As for coaches, Argentina only have 10 FIH qualified and 150 local level coaches.
Malaysia, who finished 12th in 2001, and 10th in this edition, have 27 water-based pitches and no sand-based or indoor pitches. Malaysia also have 15 FIH and 2,166 local coaches.
"I believe Malaysia need to have a bigger base of players to select from as compared to other countries who can do well even though they only have few hockey players.
"The number of artificial pitches that we have are just enough for us to be number 10 in the world, but to become No 1, we should lay at least one training turf (sand based), which costs about RM600,000, and one water-based turf in every district by 2020.
Vivekanandan also felt that the MHF Coaching Committee should concentrate on quality, not quantity.

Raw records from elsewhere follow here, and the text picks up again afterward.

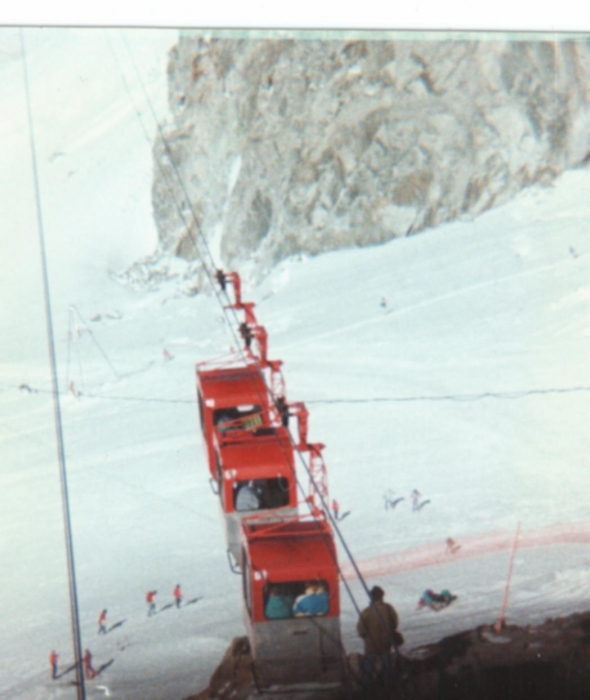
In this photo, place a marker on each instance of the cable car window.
(247, 584)
(261, 494)
(296, 599)
(201, 412)
(219, 478)
(237, 418)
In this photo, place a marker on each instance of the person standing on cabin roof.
(377, 625)
(102, 622)
(177, 595)
(53, 661)
(150, 599)
(335, 508)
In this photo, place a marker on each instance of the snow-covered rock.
(305, 145)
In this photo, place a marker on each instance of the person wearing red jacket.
(150, 599)
(102, 622)
(53, 661)
(177, 595)
(89, 672)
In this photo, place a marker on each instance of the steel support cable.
(76, 636)
(169, 180)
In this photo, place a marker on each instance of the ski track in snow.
(470, 546)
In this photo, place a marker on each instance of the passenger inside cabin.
(261, 494)
(279, 604)
(315, 601)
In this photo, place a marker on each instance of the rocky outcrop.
(544, 662)
(287, 145)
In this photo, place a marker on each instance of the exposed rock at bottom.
(546, 662)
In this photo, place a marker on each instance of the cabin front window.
(237, 418)
(296, 599)
(261, 494)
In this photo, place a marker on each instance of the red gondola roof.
(291, 550)
(232, 386)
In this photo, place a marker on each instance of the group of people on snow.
(89, 671)
(150, 599)
(378, 627)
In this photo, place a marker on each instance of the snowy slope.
(472, 386)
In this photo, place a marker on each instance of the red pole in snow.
(500, 621)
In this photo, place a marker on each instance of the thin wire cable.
(95, 341)
(76, 636)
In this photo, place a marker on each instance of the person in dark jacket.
(53, 661)
(177, 593)
(377, 626)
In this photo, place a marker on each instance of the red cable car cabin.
(227, 391)
(291, 601)
(255, 473)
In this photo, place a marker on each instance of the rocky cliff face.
(306, 145)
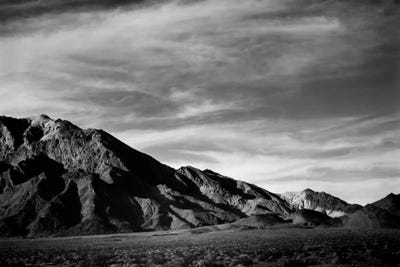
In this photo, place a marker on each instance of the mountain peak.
(53, 165)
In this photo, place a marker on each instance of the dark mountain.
(56, 178)
(384, 213)
(390, 203)
(312, 218)
(319, 201)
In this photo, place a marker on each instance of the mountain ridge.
(59, 179)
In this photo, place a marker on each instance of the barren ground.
(202, 247)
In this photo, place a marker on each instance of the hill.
(56, 178)
(321, 202)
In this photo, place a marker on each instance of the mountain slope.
(56, 178)
(390, 203)
(319, 201)
(384, 213)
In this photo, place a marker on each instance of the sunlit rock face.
(56, 178)
(319, 201)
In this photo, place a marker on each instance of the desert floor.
(211, 247)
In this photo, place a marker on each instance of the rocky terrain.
(287, 247)
(319, 201)
(58, 179)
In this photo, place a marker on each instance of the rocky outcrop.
(57, 179)
(321, 202)
(390, 203)
(312, 218)
(384, 213)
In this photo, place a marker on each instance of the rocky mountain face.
(56, 178)
(321, 202)
(384, 213)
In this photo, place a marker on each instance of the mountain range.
(58, 179)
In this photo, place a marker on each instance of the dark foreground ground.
(268, 247)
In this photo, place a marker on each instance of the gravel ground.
(260, 247)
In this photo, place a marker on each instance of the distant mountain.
(56, 178)
(319, 201)
(390, 203)
(384, 213)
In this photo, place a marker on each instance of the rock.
(57, 179)
(312, 218)
(321, 202)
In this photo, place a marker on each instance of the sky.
(288, 94)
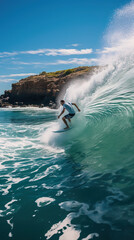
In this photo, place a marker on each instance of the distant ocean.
(73, 185)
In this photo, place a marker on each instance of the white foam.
(44, 201)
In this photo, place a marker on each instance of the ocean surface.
(73, 185)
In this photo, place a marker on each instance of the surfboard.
(61, 130)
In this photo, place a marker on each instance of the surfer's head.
(62, 102)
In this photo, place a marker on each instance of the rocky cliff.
(43, 89)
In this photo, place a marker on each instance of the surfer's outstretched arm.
(76, 106)
(61, 112)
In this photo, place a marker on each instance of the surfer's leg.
(69, 120)
(64, 120)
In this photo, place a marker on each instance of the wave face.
(78, 184)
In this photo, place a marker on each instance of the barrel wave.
(77, 184)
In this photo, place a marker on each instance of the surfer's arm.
(76, 106)
(61, 112)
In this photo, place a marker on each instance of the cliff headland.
(43, 89)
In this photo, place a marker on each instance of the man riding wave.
(71, 112)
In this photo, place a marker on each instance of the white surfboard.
(61, 130)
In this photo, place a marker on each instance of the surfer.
(69, 107)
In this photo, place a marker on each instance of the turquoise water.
(73, 185)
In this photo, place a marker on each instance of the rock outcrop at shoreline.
(43, 89)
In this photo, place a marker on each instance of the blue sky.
(50, 35)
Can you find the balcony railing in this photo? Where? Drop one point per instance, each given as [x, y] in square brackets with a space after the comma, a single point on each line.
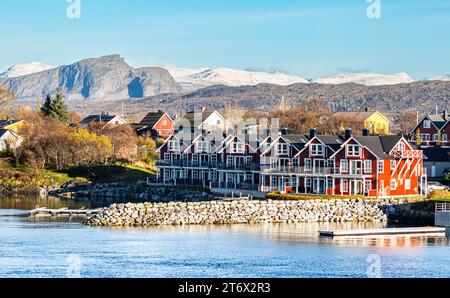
[186, 163]
[235, 186]
[408, 154]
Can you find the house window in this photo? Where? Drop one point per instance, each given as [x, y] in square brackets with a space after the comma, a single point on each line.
[382, 186]
[317, 150]
[408, 184]
[393, 165]
[229, 161]
[167, 157]
[282, 149]
[330, 184]
[368, 186]
[393, 184]
[353, 151]
[308, 164]
[237, 148]
[368, 166]
[344, 185]
[425, 137]
[202, 146]
[174, 146]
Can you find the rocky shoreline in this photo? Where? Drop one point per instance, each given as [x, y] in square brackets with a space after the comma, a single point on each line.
[244, 212]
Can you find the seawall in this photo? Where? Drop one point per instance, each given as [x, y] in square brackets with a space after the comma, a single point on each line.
[243, 212]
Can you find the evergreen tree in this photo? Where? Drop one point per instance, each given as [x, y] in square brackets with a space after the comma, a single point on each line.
[59, 109]
[56, 108]
[47, 106]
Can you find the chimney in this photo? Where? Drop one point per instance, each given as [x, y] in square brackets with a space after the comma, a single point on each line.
[312, 133]
[366, 132]
[348, 134]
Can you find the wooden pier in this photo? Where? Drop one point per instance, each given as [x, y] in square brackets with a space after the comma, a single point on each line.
[385, 232]
[63, 212]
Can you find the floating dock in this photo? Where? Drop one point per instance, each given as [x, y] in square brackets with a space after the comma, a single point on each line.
[63, 212]
[384, 232]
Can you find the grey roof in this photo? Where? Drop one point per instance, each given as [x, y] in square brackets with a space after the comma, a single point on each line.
[152, 118]
[192, 115]
[438, 120]
[3, 132]
[437, 154]
[334, 142]
[97, 118]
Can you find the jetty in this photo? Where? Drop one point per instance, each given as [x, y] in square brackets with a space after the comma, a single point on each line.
[63, 212]
[425, 231]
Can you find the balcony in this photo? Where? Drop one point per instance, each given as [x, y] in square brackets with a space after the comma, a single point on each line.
[186, 164]
[301, 170]
[408, 154]
[239, 167]
[235, 186]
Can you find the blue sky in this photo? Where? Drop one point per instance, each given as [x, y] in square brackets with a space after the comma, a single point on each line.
[306, 38]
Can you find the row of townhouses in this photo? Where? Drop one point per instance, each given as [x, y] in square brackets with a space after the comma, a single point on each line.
[373, 166]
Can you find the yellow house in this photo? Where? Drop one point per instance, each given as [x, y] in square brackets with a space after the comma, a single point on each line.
[376, 122]
[14, 125]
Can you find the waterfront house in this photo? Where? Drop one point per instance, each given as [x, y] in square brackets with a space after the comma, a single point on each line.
[104, 118]
[376, 122]
[436, 161]
[432, 131]
[156, 124]
[9, 140]
[372, 166]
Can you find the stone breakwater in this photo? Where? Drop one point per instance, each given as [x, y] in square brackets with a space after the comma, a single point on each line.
[242, 212]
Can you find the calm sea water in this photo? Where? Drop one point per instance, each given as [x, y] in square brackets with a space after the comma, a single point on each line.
[49, 248]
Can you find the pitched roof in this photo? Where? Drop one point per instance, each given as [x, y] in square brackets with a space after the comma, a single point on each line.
[191, 116]
[3, 132]
[379, 145]
[298, 141]
[438, 120]
[97, 118]
[360, 116]
[152, 118]
[437, 154]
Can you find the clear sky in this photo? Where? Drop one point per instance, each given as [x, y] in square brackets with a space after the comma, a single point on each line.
[306, 38]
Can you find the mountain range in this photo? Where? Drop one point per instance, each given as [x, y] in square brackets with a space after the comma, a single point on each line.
[101, 84]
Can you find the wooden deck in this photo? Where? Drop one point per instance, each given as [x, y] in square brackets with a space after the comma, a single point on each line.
[63, 212]
[384, 232]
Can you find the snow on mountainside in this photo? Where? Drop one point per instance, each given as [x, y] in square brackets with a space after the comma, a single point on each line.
[368, 79]
[24, 69]
[195, 78]
[444, 78]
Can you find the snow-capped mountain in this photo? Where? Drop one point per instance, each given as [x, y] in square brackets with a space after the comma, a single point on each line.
[438, 78]
[24, 69]
[368, 79]
[195, 78]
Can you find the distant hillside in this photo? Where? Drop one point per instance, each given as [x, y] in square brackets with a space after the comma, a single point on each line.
[105, 78]
[423, 96]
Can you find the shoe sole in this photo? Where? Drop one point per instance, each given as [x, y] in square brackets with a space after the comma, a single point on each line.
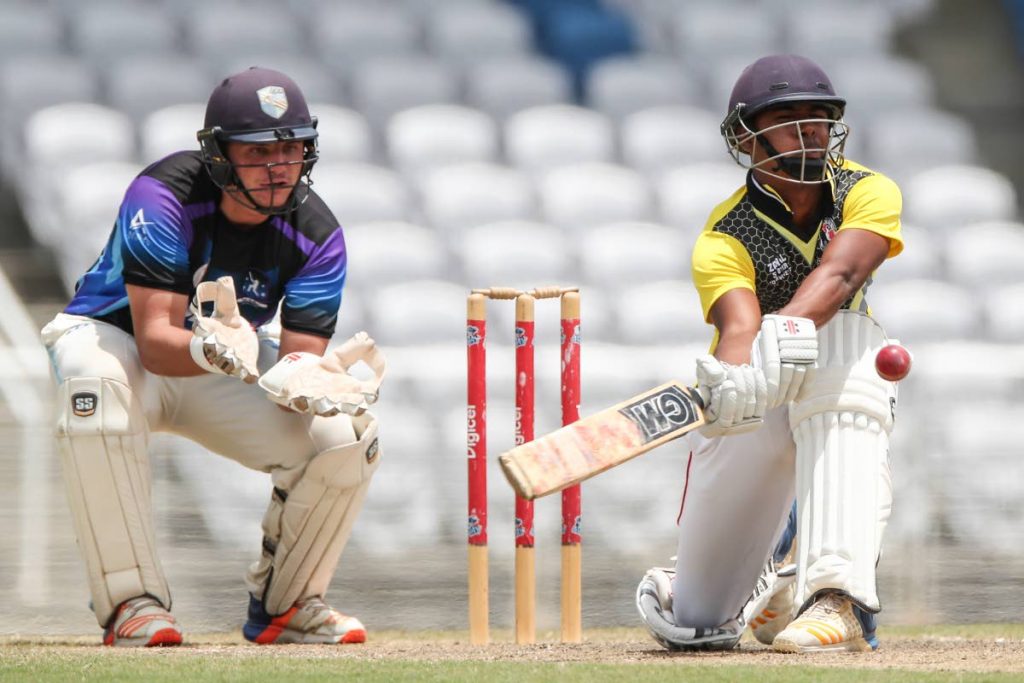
[859, 645]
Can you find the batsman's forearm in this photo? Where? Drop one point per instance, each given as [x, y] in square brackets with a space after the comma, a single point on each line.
[821, 295]
[165, 351]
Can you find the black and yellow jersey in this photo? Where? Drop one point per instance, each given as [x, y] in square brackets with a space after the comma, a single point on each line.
[750, 240]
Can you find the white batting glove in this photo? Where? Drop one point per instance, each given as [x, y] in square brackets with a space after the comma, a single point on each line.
[735, 396]
[224, 342]
[785, 349]
[322, 385]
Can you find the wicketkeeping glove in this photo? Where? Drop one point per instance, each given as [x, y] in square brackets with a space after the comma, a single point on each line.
[224, 342]
[322, 385]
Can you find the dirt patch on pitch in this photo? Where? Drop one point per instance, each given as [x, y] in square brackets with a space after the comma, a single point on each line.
[914, 653]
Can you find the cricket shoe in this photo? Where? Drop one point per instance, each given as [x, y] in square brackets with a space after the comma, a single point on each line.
[771, 605]
[833, 624]
[309, 621]
[653, 599]
[141, 622]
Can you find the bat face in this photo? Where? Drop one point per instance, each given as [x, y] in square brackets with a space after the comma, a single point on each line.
[602, 440]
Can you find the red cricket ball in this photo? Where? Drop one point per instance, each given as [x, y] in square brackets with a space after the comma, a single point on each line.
[893, 363]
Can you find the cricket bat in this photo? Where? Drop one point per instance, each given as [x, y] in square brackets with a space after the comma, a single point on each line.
[602, 440]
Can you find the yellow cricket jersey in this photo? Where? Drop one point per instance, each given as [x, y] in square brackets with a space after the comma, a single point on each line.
[750, 240]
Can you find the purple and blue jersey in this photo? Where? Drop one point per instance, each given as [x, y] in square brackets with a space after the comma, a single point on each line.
[169, 236]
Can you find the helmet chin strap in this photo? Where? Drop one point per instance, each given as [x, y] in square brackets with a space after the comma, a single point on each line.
[796, 167]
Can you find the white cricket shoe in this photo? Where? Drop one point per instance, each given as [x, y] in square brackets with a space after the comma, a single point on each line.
[771, 606]
[309, 621]
[142, 622]
[653, 599]
[833, 624]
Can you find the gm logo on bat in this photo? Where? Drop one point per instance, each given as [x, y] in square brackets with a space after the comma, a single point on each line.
[662, 414]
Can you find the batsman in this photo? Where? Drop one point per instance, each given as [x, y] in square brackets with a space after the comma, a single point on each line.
[795, 409]
[169, 331]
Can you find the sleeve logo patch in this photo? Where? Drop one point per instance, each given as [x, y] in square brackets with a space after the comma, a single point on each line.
[83, 403]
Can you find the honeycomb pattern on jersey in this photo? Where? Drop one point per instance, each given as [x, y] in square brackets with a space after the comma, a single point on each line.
[778, 266]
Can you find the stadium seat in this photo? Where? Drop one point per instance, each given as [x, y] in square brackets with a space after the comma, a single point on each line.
[916, 311]
[882, 83]
[419, 312]
[623, 85]
[467, 33]
[139, 86]
[32, 82]
[705, 33]
[945, 198]
[316, 81]
[662, 137]
[983, 255]
[361, 193]
[107, 30]
[583, 196]
[543, 137]
[503, 86]
[348, 34]
[432, 135]
[922, 257]
[662, 312]
[1005, 314]
[904, 141]
[520, 254]
[621, 254]
[382, 87]
[686, 195]
[386, 252]
[170, 129]
[28, 30]
[261, 29]
[455, 198]
[853, 31]
[344, 134]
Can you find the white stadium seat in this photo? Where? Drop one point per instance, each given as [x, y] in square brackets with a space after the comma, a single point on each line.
[620, 86]
[945, 198]
[660, 137]
[582, 196]
[386, 252]
[514, 253]
[916, 311]
[984, 255]
[433, 135]
[468, 33]
[361, 193]
[619, 254]
[502, 86]
[171, 129]
[384, 86]
[458, 197]
[543, 137]
[687, 194]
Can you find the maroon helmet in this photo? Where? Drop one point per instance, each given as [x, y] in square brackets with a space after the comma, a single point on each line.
[257, 105]
[778, 80]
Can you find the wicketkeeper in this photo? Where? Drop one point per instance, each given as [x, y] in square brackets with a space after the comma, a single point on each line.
[165, 333]
[796, 410]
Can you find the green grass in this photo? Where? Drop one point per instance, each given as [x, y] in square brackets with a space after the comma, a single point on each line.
[157, 667]
[393, 656]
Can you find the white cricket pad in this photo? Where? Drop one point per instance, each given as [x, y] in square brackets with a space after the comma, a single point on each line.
[306, 528]
[101, 437]
[841, 425]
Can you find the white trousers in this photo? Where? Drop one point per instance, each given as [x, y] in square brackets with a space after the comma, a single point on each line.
[736, 500]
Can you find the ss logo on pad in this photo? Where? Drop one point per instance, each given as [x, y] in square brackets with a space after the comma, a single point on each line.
[83, 403]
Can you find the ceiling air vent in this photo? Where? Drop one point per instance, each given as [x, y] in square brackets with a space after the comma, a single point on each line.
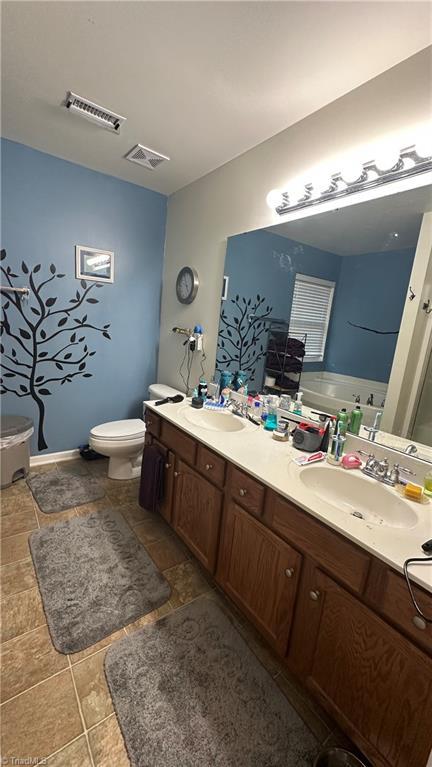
[146, 157]
[94, 112]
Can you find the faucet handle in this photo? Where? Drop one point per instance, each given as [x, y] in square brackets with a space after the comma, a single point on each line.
[395, 473]
[402, 468]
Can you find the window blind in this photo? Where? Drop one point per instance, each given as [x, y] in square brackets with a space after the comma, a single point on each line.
[310, 314]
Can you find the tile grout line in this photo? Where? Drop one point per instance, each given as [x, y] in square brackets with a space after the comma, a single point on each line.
[57, 673]
[69, 743]
[83, 722]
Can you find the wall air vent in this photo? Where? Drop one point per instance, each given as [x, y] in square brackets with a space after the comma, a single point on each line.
[97, 114]
[146, 157]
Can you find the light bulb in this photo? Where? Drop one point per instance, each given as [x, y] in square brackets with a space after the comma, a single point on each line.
[424, 146]
[352, 172]
[387, 158]
[320, 185]
[372, 175]
[408, 163]
[274, 198]
[296, 192]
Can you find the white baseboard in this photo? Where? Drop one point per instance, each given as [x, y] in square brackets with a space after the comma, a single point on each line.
[63, 455]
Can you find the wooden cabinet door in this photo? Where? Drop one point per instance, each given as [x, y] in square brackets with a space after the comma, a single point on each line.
[373, 680]
[260, 573]
[197, 513]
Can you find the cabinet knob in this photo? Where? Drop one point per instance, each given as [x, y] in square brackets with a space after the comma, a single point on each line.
[419, 622]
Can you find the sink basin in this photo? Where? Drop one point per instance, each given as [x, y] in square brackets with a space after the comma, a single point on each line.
[359, 496]
[216, 420]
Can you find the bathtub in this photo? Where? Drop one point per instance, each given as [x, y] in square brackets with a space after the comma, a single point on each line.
[328, 392]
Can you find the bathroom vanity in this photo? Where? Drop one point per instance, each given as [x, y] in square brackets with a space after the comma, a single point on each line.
[325, 589]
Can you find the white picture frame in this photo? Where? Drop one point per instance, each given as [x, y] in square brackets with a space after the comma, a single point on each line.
[94, 264]
[225, 287]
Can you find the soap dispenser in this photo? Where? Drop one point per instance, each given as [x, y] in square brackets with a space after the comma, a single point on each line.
[297, 405]
[335, 453]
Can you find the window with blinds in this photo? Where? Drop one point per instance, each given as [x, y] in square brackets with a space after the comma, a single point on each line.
[310, 314]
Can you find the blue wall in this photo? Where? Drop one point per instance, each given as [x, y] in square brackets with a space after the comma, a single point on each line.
[370, 291]
[48, 207]
[266, 264]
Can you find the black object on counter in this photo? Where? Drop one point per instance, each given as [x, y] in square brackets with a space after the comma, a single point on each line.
[176, 398]
[308, 439]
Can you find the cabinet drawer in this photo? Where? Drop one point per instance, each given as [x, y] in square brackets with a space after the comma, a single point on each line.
[247, 492]
[396, 605]
[211, 465]
[179, 442]
[152, 422]
[338, 556]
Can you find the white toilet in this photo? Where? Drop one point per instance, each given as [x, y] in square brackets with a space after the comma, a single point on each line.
[123, 441]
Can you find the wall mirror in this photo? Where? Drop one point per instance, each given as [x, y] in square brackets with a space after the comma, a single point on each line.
[339, 305]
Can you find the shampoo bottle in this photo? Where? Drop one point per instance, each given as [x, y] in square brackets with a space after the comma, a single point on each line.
[355, 420]
[343, 420]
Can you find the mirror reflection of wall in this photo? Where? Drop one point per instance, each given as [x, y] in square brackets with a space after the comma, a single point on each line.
[340, 281]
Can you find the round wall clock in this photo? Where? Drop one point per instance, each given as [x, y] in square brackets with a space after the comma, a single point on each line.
[187, 285]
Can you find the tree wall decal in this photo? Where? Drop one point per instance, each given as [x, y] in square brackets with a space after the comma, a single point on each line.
[242, 334]
[34, 358]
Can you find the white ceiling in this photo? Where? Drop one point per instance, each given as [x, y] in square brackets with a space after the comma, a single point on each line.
[388, 223]
[201, 82]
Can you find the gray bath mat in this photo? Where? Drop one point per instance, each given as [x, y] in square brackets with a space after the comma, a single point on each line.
[188, 691]
[94, 576]
[60, 490]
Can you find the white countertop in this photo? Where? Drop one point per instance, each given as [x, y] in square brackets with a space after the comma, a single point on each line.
[256, 452]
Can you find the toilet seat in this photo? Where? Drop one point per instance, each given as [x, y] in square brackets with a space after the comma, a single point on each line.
[118, 431]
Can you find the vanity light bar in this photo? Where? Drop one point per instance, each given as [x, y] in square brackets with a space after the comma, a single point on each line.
[354, 178]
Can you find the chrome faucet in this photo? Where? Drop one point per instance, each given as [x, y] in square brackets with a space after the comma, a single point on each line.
[238, 408]
[381, 471]
[373, 430]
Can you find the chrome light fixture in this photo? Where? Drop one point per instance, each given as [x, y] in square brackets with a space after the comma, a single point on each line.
[389, 165]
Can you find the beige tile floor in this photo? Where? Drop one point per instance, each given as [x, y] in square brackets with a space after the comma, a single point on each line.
[58, 707]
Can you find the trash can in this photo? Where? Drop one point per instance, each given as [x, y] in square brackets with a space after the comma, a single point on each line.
[15, 433]
[337, 757]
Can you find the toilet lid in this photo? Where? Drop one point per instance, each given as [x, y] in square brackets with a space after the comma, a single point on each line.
[117, 430]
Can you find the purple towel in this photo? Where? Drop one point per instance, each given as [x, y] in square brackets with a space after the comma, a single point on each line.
[152, 475]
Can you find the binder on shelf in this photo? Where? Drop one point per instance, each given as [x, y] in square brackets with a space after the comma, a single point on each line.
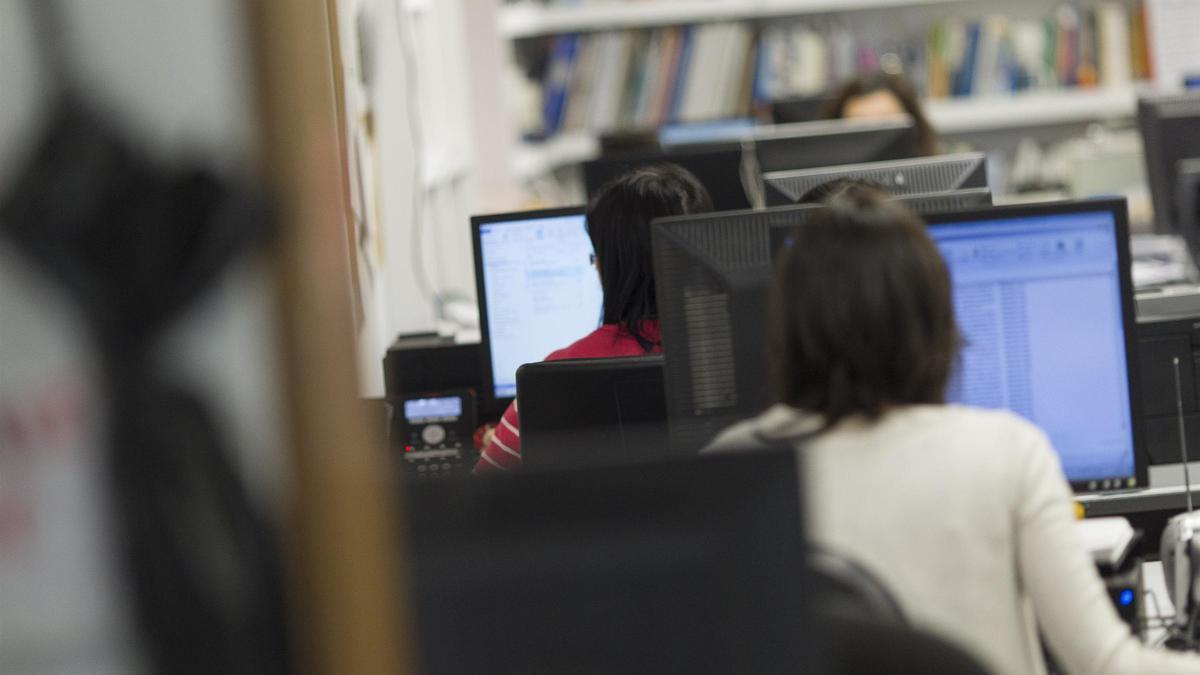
[651, 77]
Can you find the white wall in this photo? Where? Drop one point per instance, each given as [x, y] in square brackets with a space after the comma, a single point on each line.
[174, 77]
[420, 168]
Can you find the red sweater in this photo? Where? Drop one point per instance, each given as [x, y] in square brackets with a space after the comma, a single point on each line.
[503, 452]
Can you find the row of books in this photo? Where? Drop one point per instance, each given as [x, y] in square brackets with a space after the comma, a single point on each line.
[652, 77]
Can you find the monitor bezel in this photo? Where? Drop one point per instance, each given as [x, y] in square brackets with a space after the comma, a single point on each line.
[1119, 209]
[491, 402]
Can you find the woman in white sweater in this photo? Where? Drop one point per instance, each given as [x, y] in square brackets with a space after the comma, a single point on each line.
[963, 513]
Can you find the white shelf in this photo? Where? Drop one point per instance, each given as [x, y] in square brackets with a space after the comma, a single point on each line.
[948, 117]
[529, 19]
[539, 159]
[1032, 108]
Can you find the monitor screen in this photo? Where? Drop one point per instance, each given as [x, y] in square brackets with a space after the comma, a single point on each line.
[539, 288]
[1039, 302]
[420, 411]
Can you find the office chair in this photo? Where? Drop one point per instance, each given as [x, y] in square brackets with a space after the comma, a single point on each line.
[851, 590]
[862, 645]
[580, 413]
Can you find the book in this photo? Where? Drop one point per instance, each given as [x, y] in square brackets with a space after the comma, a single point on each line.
[649, 77]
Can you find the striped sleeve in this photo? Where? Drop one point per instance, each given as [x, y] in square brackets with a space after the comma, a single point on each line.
[503, 452]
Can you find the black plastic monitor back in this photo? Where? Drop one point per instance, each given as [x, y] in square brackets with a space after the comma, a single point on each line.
[941, 173]
[1170, 131]
[592, 412]
[1187, 195]
[834, 142]
[923, 204]
[711, 275]
[718, 166]
[799, 108]
[689, 566]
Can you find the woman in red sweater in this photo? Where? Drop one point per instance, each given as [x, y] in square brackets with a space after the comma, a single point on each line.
[619, 226]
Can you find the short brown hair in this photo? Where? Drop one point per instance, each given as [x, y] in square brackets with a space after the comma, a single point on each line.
[862, 317]
[899, 87]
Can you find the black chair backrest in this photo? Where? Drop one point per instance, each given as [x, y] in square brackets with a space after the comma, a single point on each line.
[688, 566]
[592, 412]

"Coaches who have completed FIH courses should be made to serve with the MHF or the NSC (National Sports Council) for five years and not use their certificates to earn money with clubs.
"I believe that if the MHF and NSC keep their trust in the current batch of coaches and junior players, it would not be impossible to land the gold medal in the 2012 Asian Games."
India, with millions playing hockey, only have 30 pitches, 15 FIH qualified and 20 local coaches.
Twenty local coaches?
"India have a system where their local coaches need to pass a diploma course in Patiala before they can coach and this has reduced the number of qualified coaches."
Overall, for Vivekanandan, the FIH course was an eye opener for him and he will forward his recommendations to the MHF for further action.